Car « pour être bûcheron, il faut indéniablement la passion de la nature », livre André Claus. L’activité est en effet loin d’être tranquille. « Il ne faut pas avoir peur de se salir, de se faire mal ou de travailler par tous les temps, y compris la pluie. Mais même dans ces moments-là, les bois ont leur charme ». Alors que ce type de profession nécessite de rester des heures dans le froid, à couper, tailler, déblayer, c’est « statistiquement, le second métier le plus risqué en termes d’accidents corporels, après marin pêcheur », souligne-t-il. Autant dire que de la motivation et de l’envie, il en faut. « Le plus dangereux ? Les pentes, les chutes d’arbres, et aussi le matériel ». L’évolution du métier a néanmoins aussi modifié la manière de fonctionner des bûcherons. Jadis, c’était une tradition qui se perpétuait de père en fils, sans réelle formation. « Moi, j’ai appris sur le tas, c’est la meilleure des écoles. Il y a même un dicton qui dit qu’on ne connaît pas son métier de bûcheron avant la retraite ». Aujourd’hui, suite à de nombreux accidents, et pour respecter les législations européennes, il faut faire des apprentissages et passer diverses formations. C’est ainsi que, pour transmettre son savoir, le jeune retraité a durant 15 ans été formateur à l’école de bûcherons de Saverne. « Je répétais à ceux qui voulaient se perfectionner que l’important était d’être autonome. Savoir bien gérer son terrain prend bien cinq ans, les gestes doivent être plus précis qu’on ne peut l’imaginer. On ne tranche pas un arbre comme ça, il faut du respect et du savoir-faire ». Pour André Claus, « quand on se promène dans la forêt et qu’on la trouve belle, on n’imagine pas en fait tout le travail qu’il y a derrière ».

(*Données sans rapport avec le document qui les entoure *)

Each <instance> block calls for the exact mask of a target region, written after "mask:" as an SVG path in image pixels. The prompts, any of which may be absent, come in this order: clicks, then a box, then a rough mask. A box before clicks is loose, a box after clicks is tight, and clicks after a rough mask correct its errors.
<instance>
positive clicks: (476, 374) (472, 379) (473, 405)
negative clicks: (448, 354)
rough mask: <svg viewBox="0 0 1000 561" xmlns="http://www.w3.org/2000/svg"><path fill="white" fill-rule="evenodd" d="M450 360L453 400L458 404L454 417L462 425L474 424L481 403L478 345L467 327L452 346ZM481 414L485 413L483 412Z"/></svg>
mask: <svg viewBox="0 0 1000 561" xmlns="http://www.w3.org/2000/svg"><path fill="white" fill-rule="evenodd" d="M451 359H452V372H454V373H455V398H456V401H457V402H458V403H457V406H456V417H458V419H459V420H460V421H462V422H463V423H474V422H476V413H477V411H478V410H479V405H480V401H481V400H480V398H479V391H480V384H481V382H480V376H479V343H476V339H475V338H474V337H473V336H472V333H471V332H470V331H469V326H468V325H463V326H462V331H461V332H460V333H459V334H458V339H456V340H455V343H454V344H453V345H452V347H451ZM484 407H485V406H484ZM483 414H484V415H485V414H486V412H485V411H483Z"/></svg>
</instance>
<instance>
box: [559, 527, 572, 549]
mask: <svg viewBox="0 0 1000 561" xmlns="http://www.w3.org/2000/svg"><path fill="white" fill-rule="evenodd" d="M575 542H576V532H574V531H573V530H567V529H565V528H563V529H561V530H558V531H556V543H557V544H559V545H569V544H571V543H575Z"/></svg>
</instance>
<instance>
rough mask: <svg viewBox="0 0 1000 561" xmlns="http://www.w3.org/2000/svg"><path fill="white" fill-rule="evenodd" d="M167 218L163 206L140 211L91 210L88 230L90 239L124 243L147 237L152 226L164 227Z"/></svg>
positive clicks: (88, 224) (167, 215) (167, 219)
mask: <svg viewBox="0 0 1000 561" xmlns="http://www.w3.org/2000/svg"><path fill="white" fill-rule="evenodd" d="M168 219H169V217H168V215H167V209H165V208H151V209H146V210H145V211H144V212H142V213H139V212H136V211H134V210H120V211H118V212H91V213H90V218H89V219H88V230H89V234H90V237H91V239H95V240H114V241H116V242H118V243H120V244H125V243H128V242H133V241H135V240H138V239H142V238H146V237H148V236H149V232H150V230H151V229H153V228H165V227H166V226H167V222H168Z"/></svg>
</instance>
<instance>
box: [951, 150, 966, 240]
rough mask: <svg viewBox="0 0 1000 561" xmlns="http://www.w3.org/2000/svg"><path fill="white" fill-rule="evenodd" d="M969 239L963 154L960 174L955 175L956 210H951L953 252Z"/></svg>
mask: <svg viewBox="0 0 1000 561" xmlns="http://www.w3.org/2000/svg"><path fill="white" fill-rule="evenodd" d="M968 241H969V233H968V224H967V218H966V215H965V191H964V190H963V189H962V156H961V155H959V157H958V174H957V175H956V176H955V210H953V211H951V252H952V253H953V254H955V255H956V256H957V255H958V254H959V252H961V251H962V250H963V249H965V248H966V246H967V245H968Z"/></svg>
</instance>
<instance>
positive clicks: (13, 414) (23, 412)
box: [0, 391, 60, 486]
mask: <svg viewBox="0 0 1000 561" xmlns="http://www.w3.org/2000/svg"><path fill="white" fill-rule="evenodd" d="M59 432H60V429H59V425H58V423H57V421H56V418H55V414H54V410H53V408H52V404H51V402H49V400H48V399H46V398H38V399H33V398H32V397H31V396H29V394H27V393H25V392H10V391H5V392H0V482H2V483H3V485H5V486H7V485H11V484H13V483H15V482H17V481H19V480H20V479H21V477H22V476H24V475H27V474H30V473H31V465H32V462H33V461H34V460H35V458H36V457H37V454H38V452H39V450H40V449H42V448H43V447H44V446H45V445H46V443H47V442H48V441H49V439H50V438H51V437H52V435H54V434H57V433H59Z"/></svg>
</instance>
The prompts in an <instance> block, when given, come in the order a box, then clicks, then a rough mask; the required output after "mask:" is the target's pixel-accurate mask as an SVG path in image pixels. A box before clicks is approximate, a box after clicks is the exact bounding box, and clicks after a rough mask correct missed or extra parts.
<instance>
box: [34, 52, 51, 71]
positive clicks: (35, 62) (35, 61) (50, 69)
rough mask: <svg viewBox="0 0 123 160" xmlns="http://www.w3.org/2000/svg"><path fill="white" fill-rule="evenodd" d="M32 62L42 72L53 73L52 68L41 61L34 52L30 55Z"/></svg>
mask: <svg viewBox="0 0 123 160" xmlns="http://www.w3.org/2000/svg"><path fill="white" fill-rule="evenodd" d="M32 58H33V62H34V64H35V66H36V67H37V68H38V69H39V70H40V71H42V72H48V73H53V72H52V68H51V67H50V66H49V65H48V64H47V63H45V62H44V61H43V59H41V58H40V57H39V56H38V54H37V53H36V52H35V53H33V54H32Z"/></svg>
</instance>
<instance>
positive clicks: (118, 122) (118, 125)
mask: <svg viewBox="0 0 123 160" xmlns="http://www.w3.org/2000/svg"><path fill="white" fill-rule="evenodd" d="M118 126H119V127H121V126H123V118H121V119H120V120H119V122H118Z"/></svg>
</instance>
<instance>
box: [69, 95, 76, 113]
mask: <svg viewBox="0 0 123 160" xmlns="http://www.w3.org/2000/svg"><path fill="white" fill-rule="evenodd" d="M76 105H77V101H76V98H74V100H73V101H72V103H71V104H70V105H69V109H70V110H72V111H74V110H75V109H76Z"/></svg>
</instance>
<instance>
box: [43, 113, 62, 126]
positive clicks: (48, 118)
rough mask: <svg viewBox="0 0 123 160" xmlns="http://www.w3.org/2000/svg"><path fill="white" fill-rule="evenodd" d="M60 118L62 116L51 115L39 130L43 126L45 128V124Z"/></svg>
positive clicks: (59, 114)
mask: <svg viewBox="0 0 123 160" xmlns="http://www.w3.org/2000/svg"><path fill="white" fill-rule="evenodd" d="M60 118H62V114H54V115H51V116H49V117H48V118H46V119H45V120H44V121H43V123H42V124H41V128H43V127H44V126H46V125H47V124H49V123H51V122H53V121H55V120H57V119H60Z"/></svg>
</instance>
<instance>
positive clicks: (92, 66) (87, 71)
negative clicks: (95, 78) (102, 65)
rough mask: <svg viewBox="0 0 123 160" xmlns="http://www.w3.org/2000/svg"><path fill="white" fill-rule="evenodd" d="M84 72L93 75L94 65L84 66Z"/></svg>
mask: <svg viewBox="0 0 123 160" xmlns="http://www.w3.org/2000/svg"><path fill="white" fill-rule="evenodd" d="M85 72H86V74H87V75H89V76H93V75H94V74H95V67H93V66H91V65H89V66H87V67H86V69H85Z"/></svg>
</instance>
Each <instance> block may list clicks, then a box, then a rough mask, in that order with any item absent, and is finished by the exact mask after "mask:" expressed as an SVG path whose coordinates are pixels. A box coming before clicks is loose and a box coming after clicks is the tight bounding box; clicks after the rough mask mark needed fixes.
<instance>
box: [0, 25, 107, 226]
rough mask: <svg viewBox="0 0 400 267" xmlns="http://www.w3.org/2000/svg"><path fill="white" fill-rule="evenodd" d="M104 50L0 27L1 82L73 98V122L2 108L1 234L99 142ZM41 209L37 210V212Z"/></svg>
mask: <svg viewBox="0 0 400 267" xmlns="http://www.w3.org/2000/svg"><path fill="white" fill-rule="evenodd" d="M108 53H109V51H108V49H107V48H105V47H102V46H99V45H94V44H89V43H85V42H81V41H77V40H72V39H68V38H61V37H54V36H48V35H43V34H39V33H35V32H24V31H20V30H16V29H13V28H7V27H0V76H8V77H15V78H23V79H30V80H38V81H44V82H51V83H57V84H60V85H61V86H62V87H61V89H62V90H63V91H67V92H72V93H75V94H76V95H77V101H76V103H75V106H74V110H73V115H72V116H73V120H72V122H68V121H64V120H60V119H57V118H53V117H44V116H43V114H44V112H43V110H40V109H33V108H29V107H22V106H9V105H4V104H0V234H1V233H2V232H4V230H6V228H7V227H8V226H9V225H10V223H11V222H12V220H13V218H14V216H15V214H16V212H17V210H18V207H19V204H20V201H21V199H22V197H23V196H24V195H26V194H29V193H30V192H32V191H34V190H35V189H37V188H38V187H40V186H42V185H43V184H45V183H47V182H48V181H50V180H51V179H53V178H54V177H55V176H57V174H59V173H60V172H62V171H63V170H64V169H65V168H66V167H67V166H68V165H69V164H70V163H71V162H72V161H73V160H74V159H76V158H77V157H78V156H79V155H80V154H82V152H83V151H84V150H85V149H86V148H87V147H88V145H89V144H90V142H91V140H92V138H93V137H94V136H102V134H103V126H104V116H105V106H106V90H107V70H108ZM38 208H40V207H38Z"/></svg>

Côté pratique, la coupe de bois va essentiellement servir à deux types d’utilisation : le bois d’œuvre, qui est fait avec le tronc, et le bois de chauffe, qui est lui confectionné à partir de la cime. « On coupe toutes les variétés d’arbres, les résineux et les feuillus ». Et pour savoir quel arbre abattre, le bûcheron ne travaille pas seul mais en collaboration avec un garde forestier de l’ONF. « Avant la réforme de l’ONF en 2002, nous étions regroupés en triage, c’est-à-dire en parcelles de 800 à 1 000 hectares dont nous avions, à neuf ou dix, la gestion. Mais maintenant, avec le manque de bûcherons, c’est quatre bonhommes pour quatre triages », indique André Claus.

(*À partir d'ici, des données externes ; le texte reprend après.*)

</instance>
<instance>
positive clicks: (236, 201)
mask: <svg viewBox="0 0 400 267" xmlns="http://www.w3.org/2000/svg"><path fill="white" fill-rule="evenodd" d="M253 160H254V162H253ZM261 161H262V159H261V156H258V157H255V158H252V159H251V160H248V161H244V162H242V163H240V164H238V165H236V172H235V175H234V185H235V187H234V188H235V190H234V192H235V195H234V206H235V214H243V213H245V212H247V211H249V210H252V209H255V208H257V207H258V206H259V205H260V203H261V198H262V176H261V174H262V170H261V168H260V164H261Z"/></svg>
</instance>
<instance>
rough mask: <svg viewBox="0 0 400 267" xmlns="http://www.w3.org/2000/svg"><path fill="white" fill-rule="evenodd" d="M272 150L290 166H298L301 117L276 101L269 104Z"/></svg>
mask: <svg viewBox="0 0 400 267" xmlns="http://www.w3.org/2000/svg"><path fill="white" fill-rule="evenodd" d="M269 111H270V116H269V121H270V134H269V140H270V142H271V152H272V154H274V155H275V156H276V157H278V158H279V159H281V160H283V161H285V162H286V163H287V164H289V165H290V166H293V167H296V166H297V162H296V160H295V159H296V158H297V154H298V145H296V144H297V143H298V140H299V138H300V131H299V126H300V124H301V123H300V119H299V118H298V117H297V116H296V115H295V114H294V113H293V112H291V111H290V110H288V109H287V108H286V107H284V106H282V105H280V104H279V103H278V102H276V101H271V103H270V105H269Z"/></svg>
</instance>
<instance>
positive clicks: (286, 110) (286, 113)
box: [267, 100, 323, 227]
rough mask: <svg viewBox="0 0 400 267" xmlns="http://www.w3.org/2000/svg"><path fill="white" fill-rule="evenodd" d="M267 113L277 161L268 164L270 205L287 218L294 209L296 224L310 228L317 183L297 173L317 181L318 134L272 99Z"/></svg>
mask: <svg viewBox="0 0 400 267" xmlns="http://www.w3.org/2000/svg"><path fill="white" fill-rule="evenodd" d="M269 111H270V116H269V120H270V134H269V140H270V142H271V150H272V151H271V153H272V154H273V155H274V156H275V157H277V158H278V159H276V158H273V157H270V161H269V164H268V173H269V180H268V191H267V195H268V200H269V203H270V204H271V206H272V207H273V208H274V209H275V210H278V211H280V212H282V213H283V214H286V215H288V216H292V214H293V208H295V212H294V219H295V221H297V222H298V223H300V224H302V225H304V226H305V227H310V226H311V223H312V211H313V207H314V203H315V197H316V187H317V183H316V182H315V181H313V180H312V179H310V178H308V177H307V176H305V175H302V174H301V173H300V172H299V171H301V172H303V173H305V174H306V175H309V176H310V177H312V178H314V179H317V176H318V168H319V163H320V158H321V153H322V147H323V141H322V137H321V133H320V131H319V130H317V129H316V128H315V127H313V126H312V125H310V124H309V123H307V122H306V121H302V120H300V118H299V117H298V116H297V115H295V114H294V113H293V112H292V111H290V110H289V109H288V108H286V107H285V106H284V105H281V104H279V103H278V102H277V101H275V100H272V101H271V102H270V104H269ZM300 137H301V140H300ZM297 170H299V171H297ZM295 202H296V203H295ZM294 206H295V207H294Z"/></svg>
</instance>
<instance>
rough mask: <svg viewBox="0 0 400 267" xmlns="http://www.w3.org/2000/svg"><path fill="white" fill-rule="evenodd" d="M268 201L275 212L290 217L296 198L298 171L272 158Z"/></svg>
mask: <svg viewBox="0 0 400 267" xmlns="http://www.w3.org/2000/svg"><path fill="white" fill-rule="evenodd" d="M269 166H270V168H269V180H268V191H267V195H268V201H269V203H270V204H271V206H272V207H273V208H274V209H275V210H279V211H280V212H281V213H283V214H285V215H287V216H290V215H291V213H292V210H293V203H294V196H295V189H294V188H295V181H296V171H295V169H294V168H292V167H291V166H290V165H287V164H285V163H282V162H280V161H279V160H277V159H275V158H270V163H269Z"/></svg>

Travailler avec son propre matériel
Après 2002, les bûcherons ont plus fonctionné comme des entreprises. « On n’a plus de triage d’attache. On fonctionne sur commande dorénavant ». Mais ce qui ne change pas, c’est que le bûcheron travaille toujours avec son propre matériel. « C’est peut-être ce qui peut expliquer la désaffection pour le métier aujourd’hui. Il faut payer son matériel et une voiture qui marche bien. Avant, on n’intervenait que dans un secteur, je faisais à tout casser 5 000 kilomètres par an. Là, on est plus proche des 20 000. Tout acheter devient un sacré investissement. »
Et alors qu’il a été amené à couvrir un vaste territoire, du sud de la France à l’Alsace, quand en 1999 la tempête Lothar a sévi, le bûcheron a été meurtri. « C’était horrible, désolant. J’en avais les larmes aux yeux. Ça a vraiment été un coup au moral. Mais bon, il a fallu penser à l’après-tempête. On a déblayé, replanté. Aujourd’hui, douze ans après, la nature a repris ses droits, il n’y a plus aucune trace. Mais sur le coup, c’était comme si son chez-soi était complètement cassé », se souvient-il.

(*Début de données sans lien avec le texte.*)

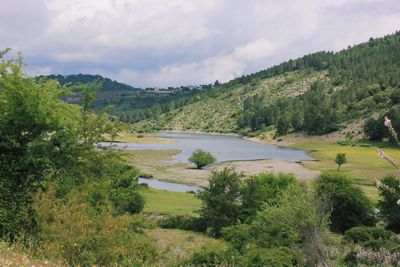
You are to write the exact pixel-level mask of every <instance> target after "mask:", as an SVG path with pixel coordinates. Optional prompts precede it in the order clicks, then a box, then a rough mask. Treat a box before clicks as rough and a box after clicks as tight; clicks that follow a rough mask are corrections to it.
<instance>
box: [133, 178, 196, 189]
mask: <svg viewBox="0 0 400 267" xmlns="http://www.w3.org/2000/svg"><path fill="white" fill-rule="evenodd" d="M139 184H148V185H149V186H150V187H152V188H155V189H162V190H167V191H174V192H189V191H193V192H197V191H198V190H199V189H200V188H199V187H197V186H190V185H184V184H178V183H169V182H163V181H158V180H154V179H146V178H139Z"/></svg>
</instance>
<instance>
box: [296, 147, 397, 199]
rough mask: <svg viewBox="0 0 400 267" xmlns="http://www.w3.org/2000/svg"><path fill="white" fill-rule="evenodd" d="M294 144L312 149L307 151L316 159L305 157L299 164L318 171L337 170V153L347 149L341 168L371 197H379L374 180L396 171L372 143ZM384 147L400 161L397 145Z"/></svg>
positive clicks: (386, 153) (308, 149) (387, 174)
mask: <svg viewBox="0 0 400 267" xmlns="http://www.w3.org/2000/svg"><path fill="white" fill-rule="evenodd" d="M294 147H296V148H302V149H306V150H310V151H312V152H310V154H309V155H310V156H311V157H312V158H314V159H316V160H317V161H305V162H303V163H302V164H303V165H304V167H306V168H308V169H311V170H318V171H331V170H336V169H337V165H336V163H335V161H334V160H335V158H336V154H337V153H346V158H347V163H346V164H344V165H342V167H341V168H340V171H341V172H345V173H347V174H348V175H349V176H350V177H352V178H353V179H354V181H355V182H356V183H357V184H358V185H360V186H361V189H362V190H363V191H364V192H365V193H366V195H367V196H368V197H369V198H370V199H372V200H373V201H377V200H378V199H379V197H378V189H377V188H376V187H375V180H376V179H379V178H382V177H384V176H386V175H392V174H396V173H397V170H396V169H395V168H394V167H393V166H392V165H391V164H390V163H388V162H387V161H386V160H384V159H381V158H378V156H377V152H376V148H375V147H359V146H342V145H338V144H330V143H324V142H305V143H299V144H296V145H294ZM384 151H385V153H386V154H387V155H390V156H391V157H392V158H393V159H395V160H396V161H400V150H399V149H395V148H385V149H384Z"/></svg>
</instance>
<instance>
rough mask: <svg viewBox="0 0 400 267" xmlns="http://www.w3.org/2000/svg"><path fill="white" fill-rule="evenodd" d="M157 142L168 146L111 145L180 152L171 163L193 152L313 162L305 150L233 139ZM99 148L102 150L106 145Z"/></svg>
mask: <svg viewBox="0 0 400 267" xmlns="http://www.w3.org/2000/svg"><path fill="white" fill-rule="evenodd" d="M160 138H162V139H165V140H169V141H171V142H169V143H142V144H140V143H112V145H113V146H114V147H116V148H120V149H124V148H125V149H127V150H169V149H179V150H181V151H182V152H181V153H179V154H177V155H175V156H174V157H173V160H172V162H171V163H178V162H187V159H188V158H189V157H190V156H191V155H192V153H193V152H194V151H195V150H196V149H202V150H205V151H208V152H210V153H211V154H212V155H213V156H214V157H216V159H217V161H218V162H226V161H239V160H240V161H243V160H260V159H270V158H273V159H279V160H285V161H291V162H298V161H305V160H313V159H312V158H310V157H309V156H308V155H307V151H305V150H300V149H293V148H287V147H280V146H276V145H268V144H259V143H255V142H251V141H248V140H245V139H242V138H240V137H237V136H232V135H218V134H195V133H176V132H160ZM101 145H103V146H104V145H106V143H101Z"/></svg>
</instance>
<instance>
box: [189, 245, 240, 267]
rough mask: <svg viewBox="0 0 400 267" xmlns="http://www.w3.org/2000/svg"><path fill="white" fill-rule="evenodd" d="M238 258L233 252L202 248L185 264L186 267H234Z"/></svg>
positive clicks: (214, 249) (234, 252) (195, 253)
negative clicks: (193, 266) (228, 266)
mask: <svg viewBox="0 0 400 267" xmlns="http://www.w3.org/2000/svg"><path fill="white" fill-rule="evenodd" d="M236 257H237V254H236V253H235V252H234V251H233V250H226V249H216V248H209V247H202V248H201V249H200V250H197V251H196V252H195V253H194V254H193V256H192V257H191V258H190V259H189V260H187V261H186V262H185V266H210V267H211V266H232V265H234V263H235V259H236Z"/></svg>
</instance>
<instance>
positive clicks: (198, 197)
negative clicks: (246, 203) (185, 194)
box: [197, 168, 243, 236]
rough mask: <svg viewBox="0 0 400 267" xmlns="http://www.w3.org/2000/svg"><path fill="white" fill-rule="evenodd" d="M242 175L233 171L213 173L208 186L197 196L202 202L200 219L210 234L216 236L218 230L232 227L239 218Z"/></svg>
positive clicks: (228, 170) (218, 230)
mask: <svg viewBox="0 0 400 267" xmlns="http://www.w3.org/2000/svg"><path fill="white" fill-rule="evenodd" d="M242 177H243V176H242V174H240V173H237V172H235V171H234V170H233V169H228V168H226V169H224V170H223V171H220V172H218V171H213V172H212V173H211V177H210V179H209V184H208V186H207V187H205V188H204V190H202V191H200V192H199V193H198V194H197V197H198V198H199V199H200V200H201V201H202V202H203V207H202V208H201V209H200V210H199V214H200V219H201V220H202V221H203V222H204V223H205V225H206V227H207V230H208V231H209V233H210V234H212V235H216V236H218V235H219V234H220V229H221V228H222V227H225V226H230V225H233V224H235V223H236V222H237V220H238V218H239V216H240V202H239V201H238V199H239V197H240V187H241V179H242Z"/></svg>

Après plus de 30 ans passés en forêt, son amour pour ce paysage et ce territoire est toujours aussi fort. « Il n’y a pas un matin où je me sois dit que je n’avais pas envie d’aller au boulot. J’ai eu la chance de pouvoir faire de ma passion mon métier, et ça, c’est formidable », conclut André Claus, chemise à carreaux fétiche sur les épaules et bonnet vissé sur la tête.